Target Pakistani State, Not Its People – OpEd
By Tarun Basu*
In the late eighties, with the Indian Peacekeeping Force (IPKF) mired in an unwinnable mission in Sri Lanka that was in the grip of heightened anti-India sentiments fanned by the ruling establishment in Colombo, I happened to be there on a short holiday with my wife and young daughter. Many had advised us against going at this time but since the hotels gave huge discounts to encourage the intrepid traveller, we went ahead and never regretted it. We, however, did get accosted by people on the road, asking us if we were Indians; but none was hostile with some even going to the extent of telling us that their “fight was only against the Indian government, and it had nothing against Indian people.”
This subtle distinction made by the man on the street in Sri Lanka was quite revealing, until someone pointed out that a nation that enjoyed 98% literacy had the intellectual ability to be able to make that subtle distinction between a government and people and could not hold people liable for any omissions or commissions of any government.
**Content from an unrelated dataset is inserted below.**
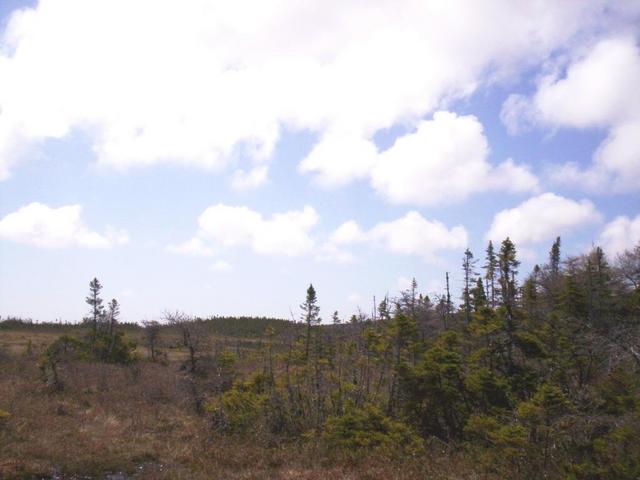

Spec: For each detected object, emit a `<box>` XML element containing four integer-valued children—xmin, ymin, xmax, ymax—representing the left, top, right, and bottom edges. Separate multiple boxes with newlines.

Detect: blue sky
<box><xmin>0</xmin><ymin>0</ymin><xmax>640</xmax><ymax>321</ymax></box>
With Pakphobia gripping a section of the film industry and cultural establishment, with call for boycott of Pakistani artistes and their TV serials, this little vignette from the past came to mind.
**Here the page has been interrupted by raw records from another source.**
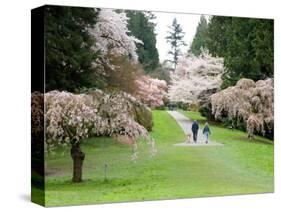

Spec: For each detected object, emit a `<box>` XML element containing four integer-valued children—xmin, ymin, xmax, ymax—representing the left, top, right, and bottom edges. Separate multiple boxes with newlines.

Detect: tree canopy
<box><xmin>44</xmin><ymin>6</ymin><xmax>99</xmax><ymax>91</ymax></box>
<box><xmin>189</xmin><ymin>15</ymin><xmax>208</xmax><ymax>56</ymax></box>
<box><xmin>207</xmin><ymin>16</ymin><xmax>273</xmax><ymax>88</ymax></box>
<box><xmin>126</xmin><ymin>10</ymin><xmax>159</xmax><ymax>73</ymax></box>
<box><xmin>166</xmin><ymin>18</ymin><xmax>186</xmax><ymax>70</ymax></box>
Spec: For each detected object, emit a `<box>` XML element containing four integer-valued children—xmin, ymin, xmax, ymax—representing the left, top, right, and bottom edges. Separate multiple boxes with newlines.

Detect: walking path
<box><xmin>165</xmin><ymin>111</ymin><xmax>223</xmax><ymax>146</ymax></box>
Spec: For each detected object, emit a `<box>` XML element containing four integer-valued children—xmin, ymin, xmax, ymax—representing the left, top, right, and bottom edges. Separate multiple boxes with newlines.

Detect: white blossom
<box><xmin>168</xmin><ymin>51</ymin><xmax>224</xmax><ymax>103</ymax></box>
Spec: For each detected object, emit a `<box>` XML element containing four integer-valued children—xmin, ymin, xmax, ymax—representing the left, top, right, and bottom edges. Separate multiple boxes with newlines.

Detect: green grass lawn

Is literacy – India’s literacy rate is below 75% – then the differentiator of rational and irrational judgement? If people in Sri Lanka, a much smaller nation. are able to make the distinction between a government and its people, and not hold the latter liable for any sins of the former, why is that people in India, a much larger nation and a regional superpower with one of the world’s fastest growing economies, target and demonise common citizens – and artistes at that – of Pakistan for sins they are not remotely responsible for?
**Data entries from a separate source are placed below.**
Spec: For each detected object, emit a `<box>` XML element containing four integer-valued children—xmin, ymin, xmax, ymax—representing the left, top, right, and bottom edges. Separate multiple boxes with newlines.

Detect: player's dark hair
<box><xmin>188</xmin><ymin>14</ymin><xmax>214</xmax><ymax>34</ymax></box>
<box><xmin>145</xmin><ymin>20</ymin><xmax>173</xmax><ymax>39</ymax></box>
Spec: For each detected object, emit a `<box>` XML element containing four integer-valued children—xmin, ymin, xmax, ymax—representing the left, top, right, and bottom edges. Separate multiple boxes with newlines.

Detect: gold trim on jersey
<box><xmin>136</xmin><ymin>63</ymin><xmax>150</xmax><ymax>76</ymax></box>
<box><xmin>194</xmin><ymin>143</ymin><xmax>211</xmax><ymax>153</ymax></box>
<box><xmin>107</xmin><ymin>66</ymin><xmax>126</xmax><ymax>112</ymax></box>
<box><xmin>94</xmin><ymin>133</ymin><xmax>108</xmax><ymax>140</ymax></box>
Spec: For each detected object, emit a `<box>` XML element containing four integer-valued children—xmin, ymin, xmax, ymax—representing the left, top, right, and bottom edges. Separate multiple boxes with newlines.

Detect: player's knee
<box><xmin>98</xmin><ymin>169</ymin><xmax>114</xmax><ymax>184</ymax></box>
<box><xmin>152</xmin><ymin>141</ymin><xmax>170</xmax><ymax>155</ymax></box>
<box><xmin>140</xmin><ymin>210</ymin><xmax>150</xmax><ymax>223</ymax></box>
Its not only Pakistanis who are being targeted by people who should know better than identify a community with their government. Even Kashmiris are becoming victims of discrimination and stereoptying, including in some campuses. A young Kashmiri journalist, trying to move away from the recurrent unrest in Kashmir with his wife, child and aged parents, failed to find accomodation in the National Capital Region for months as each prospective landlord expressed regret after getting to know that they were from Srinagar and hence, in their eyes, could be potential “troublemakers”.
So it was heartening to see Prime Minister Narendra Modi make the distinction between the Pakistani ‘rogue’ state and its common citizens, when he addressed an appeal directly to the latter that “you are rulers are misleading you” and virtually inciting them to go against their leadership “to fight against terrorism” He was for launching a joint “war” on poverty, illiteracy, unemployment – and then “see who wins”.
It was a clever ploy to make people of Pakistan think about what their government is doing and question their actions and justifications. Some people have actually started doing so. Former Pakistani ambassador to China, India and the US, Ashraf Jehangir Qazi, in a recent in article in The Dawn, said bluntly that “Pakistan’s reliance on jihadi ‘assets’ has resulted in a comprehensive jihadi ‘blowback’. Its foreign policy is determined by unelected and incompetent decision-makers who largely operate from behind security screens.” This, he said, has “significantly disabled Pakistan’s diplomacy”.
Sensible people of Pakistan, like Qazi, need to speak up. But not speaking up doesnt mean they support their establishment’s action and hence should be targeted by sections of Indians.